Wednesday round-up
on Aug 16, 2017 at 6:39 am
At BuzzFeed News, Chris Geidner reports that “[o]ne of the country’s top lawyers” has filed a cert petition on behalf of an Arizona death-row inmate who “has been arguing for the past three years that the state’s death penalty law is unconstitutional because it doesn’t do enough to narrow who is eligible for the death penalty, among those convicted of murder.” Additional coverage comes from Tony Mauro in The National Law Journal (subscription or registration required), who reports that “[f]ormer acting U.S. Solicitor General Neal Katyal is … asking the court to decide whether ‘the death penalty in and of itself violates the Eighth Amendment, in light of contemporary standards of decency.’”
Briefly:
- In USA Today, Richard Wolf cites two upcoming Supreme Court cases, Husted v. A. Phillip Randolph Institute, which stems from a challenge to Ohio’s voter-roll purge, and Epic Systems Corp. v. Lewis, which asks whether mandatory-arbitration agreements that deprive workers of their right to collective proceedings are enforceable, as examples of the “Trump administration … switching sides in some of the nation’s most consequential legal battles.”

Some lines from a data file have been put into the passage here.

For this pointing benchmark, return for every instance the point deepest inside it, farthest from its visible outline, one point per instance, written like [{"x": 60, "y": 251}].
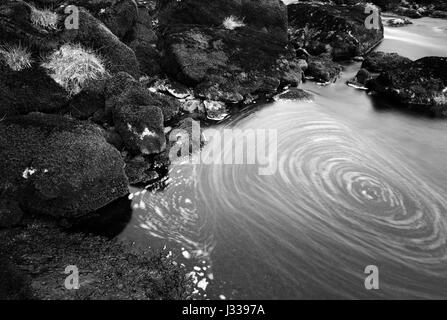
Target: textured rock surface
[
  {"x": 57, "y": 166},
  {"x": 420, "y": 85},
  {"x": 266, "y": 16},
  {"x": 323, "y": 69},
  {"x": 339, "y": 30},
  {"x": 92, "y": 33},
  {"x": 29, "y": 90},
  {"x": 141, "y": 128},
  {"x": 124, "y": 90},
  {"x": 16, "y": 28},
  {"x": 381, "y": 61},
  {"x": 37, "y": 254},
  {"x": 227, "y": 65}
]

- In The Economist, Steven Mazie reports on the pivotal role Justice Anthony Kennedy will likely play in several high-profile cases on the Supreme Court’s docket for October Term 2017.
- At E&E News, Amanda Reilly reports that “[t]he Trump administration recently weighed in on two complex interstate water disputes in the Supreme Court, in both cases building on the arguments made by the Obama administration,” and that the administration’s “responses … come as the Supreme Court is considering reports issued by special masters assigned to the cases.”
- At Balkinization, Mark Tushnet weighs in on Christie v. National Collegiate Athletic Association, in which the Supreme Court will decide whether a federal statute that prohibits New Jersey from repealing its ban on commercial sports betting is unconstitutional, arguing that “Congress has simply preempted state property law on this issue,” and “[i]t can’t be that the anticommandeering doctrine makes all federal laws preempting state property (or contract or tort) rights unconstitutional.”